Nous arrivons rapidement devant la table des professeurs et le Choixpeau. Je regarde le directeur. Il m'adresse un sourire discret et déclare, ravi :

« Vous voyez, Minerva, ils sont arrivés. Occupons-nous d'eux tout de suite. Pourquoi ne pas commencer par cette charmante Aphrodite ? »

Quelques uns ont le culot de rire à l'écoute de ce nom. Maïa se retourne et les fusille du regard, imitée par Ajax. Mnémosyne s'avance et pousse délicatement notre sœur vers le tabouret. Où qu'elle aille, nous la suivrons.

La pauvre a perdu toute son assurance en s'asseyant sur le tabouret. De ma place, je la vois trembler comme une feuille en attendant le verdict. Jason, de qui elle est la préférée, oscille au même rythme. Moi-même je sens mon cœur battre plus fort. Nous l'adorons, cette petite. La pauvre, elle est presque couvée, n'ayant pas de jumelle pour la soutenir.

« GRYFFONDOR ! annonce le Choixpeau. »

Mon estomac se relâche d'un poids. Parfait, c'était ce que je voulais. Une bonne chose de faite ! Le reste n'est que pure formalité. Voyons qui la vieille va appeler…

« Délos Eurynome ! »

Moi ? Quelle surprise ! Il est donc de mon rôle de menacer le Choixpeau dans les règles de l'art. Dommage que ceux qui se moquent de mon nom n'entendent pas ce que je vais lui dire, ils en prendraient de la graine.

« Ok mon coco, dis-je dès que le tas de chiffons s'est posé sur ma tête, alors voilà ce que je te propose. Tu mets toute la famille à Gryffondor et tu n'as pas d'embrouilles. Si jamais tu désobéis, je te garantis que tu finiras en serpillière, à moins que tu ne préfères que je te réduise en cendres. Choisis ce qui te plais, mais à ta place je n'hésiterais pas longtemps ma patience a des limites. Maintenant fait ton boulot. »

« GRYFFONDOR ! clame le Choixpeau en guise de réponse. »

Parfait, il a compris le message. Satisfaite, je rejoins la table de ma nouvelle maison et fais face à ma petite sœur. Déméter vient rapidement s'asseoir à mes côtés, suivie de près par Mnémosyne, Léto (qui court plus que ne marche, elle a de l'énergie à revendre) et Maïa achève le mouvement. Nous adoptons toutes la même pose, c'est-à-dire à moitié avachies sur la table pour l'instant vierge, en attendant les triplés. Je sens mon voisin frétiller d'impatience, il veut me parler mais n'ose interrompre la sacro-sainte cérémonie.

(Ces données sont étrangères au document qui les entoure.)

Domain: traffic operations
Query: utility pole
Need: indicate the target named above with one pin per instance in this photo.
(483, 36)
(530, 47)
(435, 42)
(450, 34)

Quoi ? Qui est-ce ? Apollon-Patmol bien sûr. Je ne suis là que depuis quelques heures et j'ai déjà l'impression que ce type me suit à la trace. Il faut vraiment que je me renseigne sur lui.
L'attente me paraît interminable. Après l'arrivée de Jason, Ulysse et Ajax, la Répartition a repris son cours. La salle est moins attentive. Il ne leur importe qu'une chose, pouvoir rapidement parler pour traiter le nouveau sujet à la mode, le clan Délos. J'entends l'estomac du rat protester contre l'abandon où son propriétaire, lequel rougit car neuf paires d'yeux argentés se tournent vers lui, semble l'avoir plongé.

Déméter m'adresse un coup de coude dans les côtes (Aïe !) et m'interroge du regard. Comment allons-nous nous comporter ? Je réponds par un mouvement de pied : nous allons rendre fous ces quatre garçons.